ARLINGTON, Texas _ The legend of Danny Santana grows.
Barely 12 hours after taking a 97 mph fastball off his right ankle and needing to be helped off the field, Santana limped into the Rangers clubhouse Sunday determined to convince the Rangers he could play. He spent three hours getting treatment, taped up his ankle, ran a couple of sprints and then tackled the hardest part: Making the Rangers believe his spiel.
"I told them a lot of times," Santana said through an interpreter after scoring the winning run on a sacrifice fly in Sunday's 5-4 10-inning win over St. Louis. "I wanted them to believe me."
There will be no more questions.
Not after he ambled to the plate in the eighth inning and gave the Rangers a pinch hit homer that put them in the position to win the game in regulation. And certainly not after he walked in the 10th, with the Rangers trailing by a run, went to third on Willie Calhoun's pinch hit single and then scored on a shallow sacrifice fly by Nomar Mazara.
"After he ran, he said he was 100 percent," manager Chris Woodward said. "I was pretty happy to hear it. He's pretty tough."

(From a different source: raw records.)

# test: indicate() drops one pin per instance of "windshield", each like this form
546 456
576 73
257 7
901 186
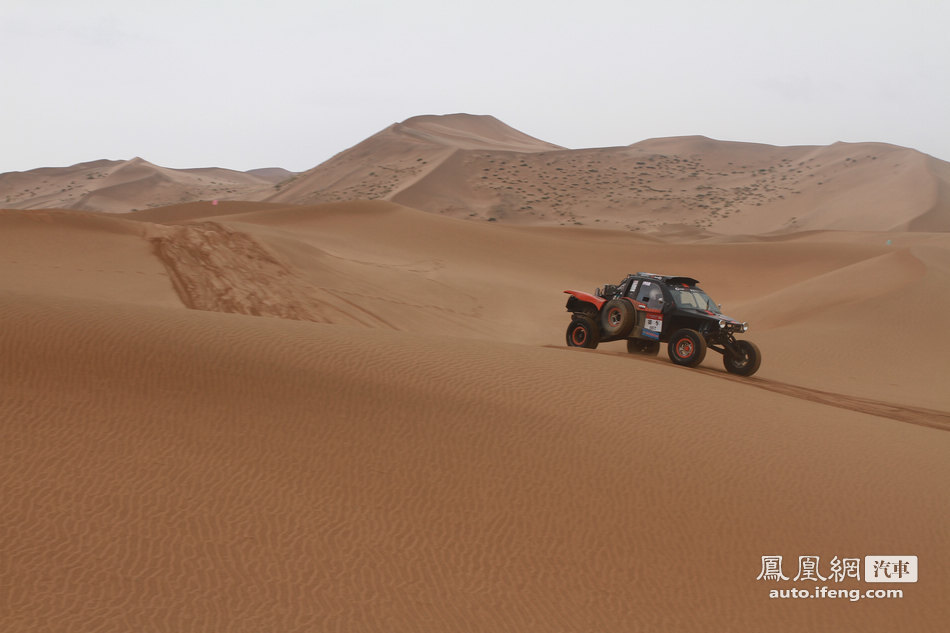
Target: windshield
693 298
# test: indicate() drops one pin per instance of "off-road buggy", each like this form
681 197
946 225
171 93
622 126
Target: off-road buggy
647 309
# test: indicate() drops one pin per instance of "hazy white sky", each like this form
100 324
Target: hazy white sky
246 84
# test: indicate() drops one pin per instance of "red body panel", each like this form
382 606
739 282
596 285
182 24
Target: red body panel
589 298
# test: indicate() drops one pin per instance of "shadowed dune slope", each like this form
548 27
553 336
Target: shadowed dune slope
363 417
186 470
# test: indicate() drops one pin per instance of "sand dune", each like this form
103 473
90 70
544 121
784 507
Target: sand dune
212 471
122 186
361 416
470 167
476 167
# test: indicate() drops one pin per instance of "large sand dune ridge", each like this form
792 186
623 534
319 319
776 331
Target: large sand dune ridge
362 416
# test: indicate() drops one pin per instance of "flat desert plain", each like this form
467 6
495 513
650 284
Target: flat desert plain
362 416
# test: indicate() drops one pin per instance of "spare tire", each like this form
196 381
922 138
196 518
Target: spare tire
747 362
582 332
687 347
617 318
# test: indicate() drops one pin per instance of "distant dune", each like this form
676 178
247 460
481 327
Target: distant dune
123 186
361 415
476 167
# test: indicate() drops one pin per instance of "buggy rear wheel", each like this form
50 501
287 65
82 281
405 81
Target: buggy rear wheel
582 332
687 347
646 348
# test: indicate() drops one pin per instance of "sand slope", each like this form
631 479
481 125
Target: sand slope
122 186
476 167
205 471
362 417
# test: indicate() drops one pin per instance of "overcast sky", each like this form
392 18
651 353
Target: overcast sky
246 84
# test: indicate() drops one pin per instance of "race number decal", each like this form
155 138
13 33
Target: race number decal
653 326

So was he actually "100 percent?"
After a pause, "I felt that I was" Santana said, the hint of a smile curling from his mouth.
Santana came to the plate in the eighth inning in place of Ronald Guzman to face lefty Andrew Miller. On a 2-2 fastball, he pulled a pitch into the left field seats to give the Rangers a 3-2 lead. St. Louis tied it on Dexter Fowler's ninth-inning homer and took the lead in the 10th.

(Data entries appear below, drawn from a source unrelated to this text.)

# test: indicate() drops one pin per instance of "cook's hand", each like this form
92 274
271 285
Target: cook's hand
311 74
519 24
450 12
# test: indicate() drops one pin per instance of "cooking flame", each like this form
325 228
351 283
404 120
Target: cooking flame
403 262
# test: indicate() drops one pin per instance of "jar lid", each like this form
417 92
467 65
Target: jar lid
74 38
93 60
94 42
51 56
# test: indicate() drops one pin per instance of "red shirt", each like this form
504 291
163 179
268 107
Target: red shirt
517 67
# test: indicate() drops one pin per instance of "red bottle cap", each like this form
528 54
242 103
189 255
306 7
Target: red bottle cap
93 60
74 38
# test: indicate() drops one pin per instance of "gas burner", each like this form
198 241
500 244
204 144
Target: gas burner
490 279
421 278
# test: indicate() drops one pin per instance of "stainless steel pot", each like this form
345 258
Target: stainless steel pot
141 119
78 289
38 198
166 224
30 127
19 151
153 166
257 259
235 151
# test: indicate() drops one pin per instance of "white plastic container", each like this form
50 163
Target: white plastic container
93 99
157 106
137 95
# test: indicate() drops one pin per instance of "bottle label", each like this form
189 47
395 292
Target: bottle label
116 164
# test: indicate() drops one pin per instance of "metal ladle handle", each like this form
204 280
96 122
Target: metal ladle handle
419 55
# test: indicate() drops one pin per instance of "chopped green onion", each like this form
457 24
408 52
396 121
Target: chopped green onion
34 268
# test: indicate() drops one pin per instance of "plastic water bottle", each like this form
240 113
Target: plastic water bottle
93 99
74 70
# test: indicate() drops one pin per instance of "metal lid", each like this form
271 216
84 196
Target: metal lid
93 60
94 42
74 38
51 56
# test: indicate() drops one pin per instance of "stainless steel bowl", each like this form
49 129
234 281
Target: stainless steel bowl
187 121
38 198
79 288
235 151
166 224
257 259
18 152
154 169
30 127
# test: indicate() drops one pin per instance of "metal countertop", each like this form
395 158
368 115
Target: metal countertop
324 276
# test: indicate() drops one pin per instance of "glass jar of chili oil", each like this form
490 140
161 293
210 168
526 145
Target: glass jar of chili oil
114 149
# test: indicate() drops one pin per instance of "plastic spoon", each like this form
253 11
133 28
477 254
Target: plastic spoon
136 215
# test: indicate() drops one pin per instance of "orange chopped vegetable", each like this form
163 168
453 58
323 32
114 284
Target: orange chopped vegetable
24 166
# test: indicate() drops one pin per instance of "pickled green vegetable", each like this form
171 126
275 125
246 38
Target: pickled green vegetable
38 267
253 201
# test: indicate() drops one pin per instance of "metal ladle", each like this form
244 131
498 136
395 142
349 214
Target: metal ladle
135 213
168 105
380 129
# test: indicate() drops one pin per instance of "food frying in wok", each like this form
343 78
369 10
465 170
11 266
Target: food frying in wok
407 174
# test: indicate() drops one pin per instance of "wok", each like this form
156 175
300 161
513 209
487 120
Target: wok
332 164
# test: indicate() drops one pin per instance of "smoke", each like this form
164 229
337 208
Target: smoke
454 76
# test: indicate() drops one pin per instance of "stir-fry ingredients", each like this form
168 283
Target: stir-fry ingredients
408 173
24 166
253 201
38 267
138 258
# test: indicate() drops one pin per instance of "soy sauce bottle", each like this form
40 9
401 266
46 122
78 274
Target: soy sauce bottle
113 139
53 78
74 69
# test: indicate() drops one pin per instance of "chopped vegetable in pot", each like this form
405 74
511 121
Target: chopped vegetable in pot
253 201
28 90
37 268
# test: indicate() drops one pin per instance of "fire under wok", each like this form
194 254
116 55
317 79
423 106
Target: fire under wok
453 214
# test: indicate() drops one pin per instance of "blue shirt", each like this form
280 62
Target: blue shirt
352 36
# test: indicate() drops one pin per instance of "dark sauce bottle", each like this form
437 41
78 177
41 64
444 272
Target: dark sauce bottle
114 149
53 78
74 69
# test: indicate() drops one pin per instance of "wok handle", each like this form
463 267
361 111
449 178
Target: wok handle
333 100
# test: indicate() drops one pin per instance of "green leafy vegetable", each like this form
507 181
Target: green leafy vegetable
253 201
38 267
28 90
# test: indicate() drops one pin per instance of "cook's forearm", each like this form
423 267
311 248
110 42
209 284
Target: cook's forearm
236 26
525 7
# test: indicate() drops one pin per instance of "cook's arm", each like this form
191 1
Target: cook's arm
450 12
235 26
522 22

In the 10th, following Rougned Odor's leadoff single against 102-mph-throwing Jordan Hicks, Santana worked his way to a walk, then went to third without issue on Calhoun's game-tying hit. That gave him confidence to go on Mazara's shallow fly ball to center.
"He showed how tough he is," Mazara said. "And he's fast. If you have a guy like that at third base, you don't have to do too much with the ball."